State v. Schierman

FAIRHURST, C.J. (dissenting)

¶494 I agree with the dissent on the guilt phase issue and would reverse. However, because a majority of the court would affirm the guilt phase, the court must perform its statutory death sentence review. I agree with Justice Gordon McCloud's opinion that the penalty is impermissibly disproportionate under RCW 10.95.130(2)(b).

These numbers are necessarily approximate since the trial reports were not completed in all required cases in 2006.

This number is derived from trial reports filed with our court. Trial judges are statutorily required to submit trial reports to the Washington State Supreme Court "[i]n all cases in which a person is convicted of aggravated first degree murder." RCW 10.95.120.

Davis and Gregory were resentencing proceedings.

This case involves both an appeal and our statutorily required capital sentence review under RCW 10.95.130. Because the decision of the court on the appeal is to affirm Conner Schierman's conviction, my dissent does not relieve me of the obligation to engage in the statutory review. Based on our precedent, I concur in the opinion of Justice Yu that Schierman's capital sentence was validly imposed.

We have recognized that the requirement for a "new trial" is shorthand for the rule of automatic reversal. See State v. Njonge, 181 Wash.2d 546, 554 n.3, 334 P.3d 1068 (2014). In isolated situations in which a public trial error occurs in a pretrial proceeding that can be repeated without any effect on the trial, the lesser remedy of invalidating that proceeding maybe appropriate. Id. (citing Waller v. Georgia, 467 U.S. 39, 49, 104 S.Ct. 2210, 81 L.Ed.2d 31 (1984) (ordering new suppression hearing, with new trial necessary "only if a new, public suppression hearing results in the suppression of material evidence not suppressed at the first trial, or in some other material change in the positions of the parties")). Where it is not certain that the invalid proceeding will have no effect on the trial, however, a new trial is required. See State v. Bone-Club, 128 Wash.2d 254, 262, 906 P.2d 325 (1995).

The lead opinion suggests that none of our prior cases address the situation presented here because they all involved "the determination of facts behind closed doors." Lead opinion at 1080. Contrary to the lead opinion's insistence that "[t]his distinction matters to the public trial analysis," id. at 1080, we have rejected drawing a line between legal or ministerial issues on the one side and the resolution of disputed facts on the other. In State v. Sublett, a clear majority of this court recognized that such a distinction "will not adequately serve to protect defendants' and the public's right to an open trial." 176 Wash.2d 58, 72, 292 P.3d 715 (2012) (lead opinion of Johnson, J.); see also id. at 138, 292 P.3d 715 ("The legal/factual distinction is simply out of place in the context of the right to a public trial.") (Stephens, J., concurring).
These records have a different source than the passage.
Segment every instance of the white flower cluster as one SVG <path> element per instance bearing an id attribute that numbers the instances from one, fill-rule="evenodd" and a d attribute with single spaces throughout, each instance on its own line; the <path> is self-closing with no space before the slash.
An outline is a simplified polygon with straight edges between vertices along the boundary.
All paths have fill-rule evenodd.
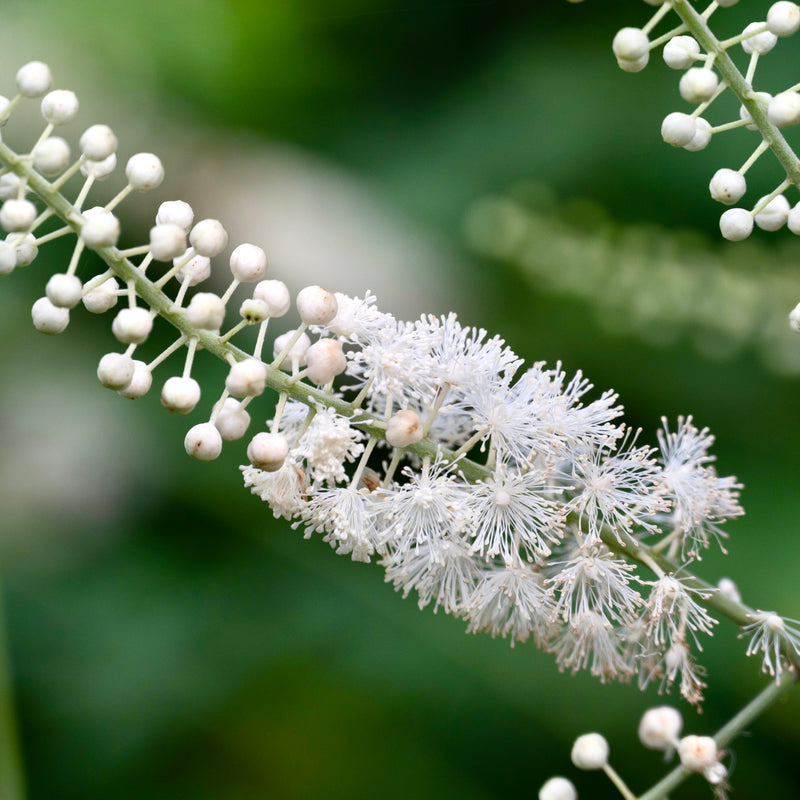
<path id="1" fill-rule="evenodd" d="M 678 754 L 686 772 L 700 773 L 724 798 L 728 769 L 722 763 L 724 751 L 711 736 L 689 734 L 681 737 L 683 718 L 670 706 L 658 706 L 644 713 L 639 723 L 639 741 L 651 750 L 662 750 L 669 759 Z M 633 797 L 622 778 L 609 763 L 610 747 L 599 733 L 585 733 L 572 746 L 572 763 L 581 770 L 603 770 L 623 797 Z M 550 778 L 539 790 L 539 800 L 577 800 L 578 792 L 568 778 Z"/>
<path id="2" fill-rule="evenodd" d="M 400 322 L 371 297 L 336 299 L 347 323 L 337 315 L 320 341 L 344 345 L 347 391 L 385 436 L 361 432 L 358 412 L 289 400 L 265 434 L 283 437 L 286 457 L 243 467 L 252 491 L 307 537 L 377 555 L 404 595 L 471 632 L 532 638 L 561 668 L 603 680 L 677 681 L 698 701 L 689 645 L 714 620 L 697 591 L 660 571 L 643 580 L 612 548 L 660 535 L 695 558 L 742 513 L 708 431 L 680 419 L 658 450 L 640 445 L 616 395 L 587 401 L 580 373 L 523 370 L 454 315 Z"/>
<path id="3" fill-rule="evenodd" d="M 681 97 L 695 108 L 690 113 L 674 111 L 664 118 L 661 135 L 668 144 L 686 150 L 702 150 L 718 133 L 742 127 L 760 131 L 758 146 L 738 169 L 719 169 L 711 178 L 711 196 L 729 206 L 744 196 L 747 190 L 745 174 L 766 150 L 773 149 L 784 165 L 796 164 L 797 159 L 779 129 L 800 124 L 800 84 L 774 95 L 753 88 L 759 59 L 775 47 L 779 38 L 791 36 L 800 29 L 800 6 L 779 0 L 769 7 L 765 21 L 752 22 L 741 34 L 719 41 L 708 28 L 708 19 L 717 7 L 732 6 L 736 2 L 738 0 L 720 0 L 702 15 L 694 11 L 690 3 L 681 4 L 684 8 L 682 16 L 686 15 L 684 20 L 686 17 L 692 19 L 693 32 L 702 39 L 702 46 L 698 38 L 687 34 L 685 22 L 661 37 L 650 39 L 652 30 L 673 10 L 673 4 L 669 2 L 658 4 L 660 7 L 643 28 L 623 28 L 613 42 L 617 63 L 627 72 L 644 69 L 650 51 L 660 45 L 663 45 L 667 66 L 682 71 L 679 82 Z M 736 70 L 730 59 L 729 50 L 737 45 L 749 56 L 744 75 Z M 712 125 L 704 115 L 728 88 L 741 100 L 739 118 Z M 791 169 L 787 172 L 786 180 L 760 198 L 752 208 L 730 208 L 722 214 L 720 230 L 726 239 L 746 239 L 752 233 L 754 223 L 766 231 L 788 225 L 793 233 L 800 234 L 800 203 L 792 207 L 784 194 L 790 186 L 797 184 L 798 173 L 796 168 L 794 174 Z"/>
<path id="4" fill-rule="evenodd" d="M 264 251 L 238 245 L 228 257 L 228 288 L 189 296 L 226 251 L 228 236 L 217 220 L 195 222 L 181 201 L 159 206 L 147 244 L 118 250 L 112 209 L 130 192 L 158 185 L 161 163 L 152 154 L 133 156 L 116 197 L 83 211 L 93 183 L 111 172 L 116 138 L 93 125 L 74 163 L 68 156 L 58 169 L 47 162 L 55 178 L 48 181 L 36 153 L 52 127 L 77 111 L 75 95 L 51 92 L 50 83 L 45 65 L 28 64 L 17 75 L 18 94 L 0 104 L 5 121 L 25 97 L 43 96 L 46 122 L 23 155 L 0 142 L 0 224 L 8 232 L 2 271 L 27 266 L 50 239 L 77 236 L 66 271 L 50 277 L 34 304 L 39 330 L 63 331 L 81 301 L 102 313 L 124 297 L 111 325 L 122 352 L 100 360 L 103 385 L 141 397 L 156 367 L 185 348 L 182 369 L 162 384 L 161 402 L 187 414 L 201 399 L 191 377 L 195 353 L 203 349 L 229 364 L 208 421 L 186 434 L 190 455 L 216 458 L 224 441 L 245 436 L 249 404 L 267 387 L 278 393 L 274 416 L 252 435 L 242 468 L 246 485 L 276 516 L 355 560 L 379 559 L 398 590 L 464 619 L 471 632 L 512 644 L 532 639 L 561 669 L 677 683 L 688 700 L 700 700 L 701 670 L 690 648 L 715 624 L 700 604 L 708 593 L 648 553 L 697 559 L 724 536 L 723 522 L 742 513 L 740 487 L 717 475 L 706 429 L 681 418 L 674 430 L 664 422 L 658 448 L 639 444 L 638 433 L 619 421 L 616 394 L 589 399 L 592 386 L 580 372 L 570 378 L 560 364 L 543 363 L 524 369 L 502 339 L 455 315 L 399 321 L 379 311 L 369 293 L 301 290 L 298 326 L 278 336 L 272 360 L 264 360 L 269 321 L 291 306 L 287 287 L 265 278 Z M 69 201 L 60 188 L 78 172 L 85 180 Z M 64 226 L 37 232 L 51 217 Z M 85 249 L 108 269 L 81 280 Z M 239 321 L 221 333 L 242 284 L 252 291 Z M 134 358 L 157 317 L 177 328 L 178 338 L 149 361 Z M 230 340 L 249 326 L 257 337 L 245 352 Z M 645 541 L 652 550 L 640 547 Z M 630 548 L 654 580 L 620 555 Z M 763 649 L 762 641 L 779 671 L 783 656 L 772 639 L 761 636 L 751 649 Z"/>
The Second Circuit was the first to embrace the triviality or de minimis exception. See Peterson, 85 F.3d 39. In Gibbons, the court concluded that nothing of significance happened during an afternoon of voir dire in which the public, including the defendant's mother, were excluded from the courtroom, in part because individual jurors were being questioned privately in a room adjacent to the courtroom during that time. Id. at 114, 121. Of course, under subsequent case law, the private questioning of jurors outside the open courtroom, in the absence of a demonstrated need under the Waller or Bone-Club analysis, is itself an unlawful closure. See In re Pers. Restraint of Orange, 152 Wash.2d 795, 100 P.3d 291 (2004). It is therefore ironic that the court in Gibbons relied on this separate closure (which it ex ante deemed justified) as the reason nothing significant took place in the closed courtroom.

Based on Peterson, most courts number the values of a public trial at four, citing the passage in Waller extolling the importance of open courts. See, e.g., Peterson, 85 F.3d at 43 (citing Waller, 467 U.S. at 46-47, 104 S.Ct. 2210 and listing as nonexhaustive the values of (1) ensuring a fair trial, (2) reminding the prosecutor and judge of their responsibilities to the accused and the importance of their role, (3) encouraging witnesses to come forward, and (4) discouraging perjury). This reflects a reductionist reading of Waller, which does not purport to reduce the value of openness to a meager list, but more broadly explains that " 'judges, lawyers, witnesses, and jurors will perform their respective functions more responsibly in an open court than in secret proceedings.' " 467 U.S. at 46 n.4, 104 S.Ct. 2210 (quoting Estes v. Texas, 381 U.S. 532, 588, 85 S.Ct. 1628, 14 L.Ed.2d 543 (1965) (Harlan, J., concurring)). Indeed, Waller suggests no list is possible, as "the benefits of a public trial are frequently intangible, difficult to prove, or a matter of chance, [yet] the Framers plainly thought them nonetheless real." Id. at 49 n.9, 104 S.Ct. 2210.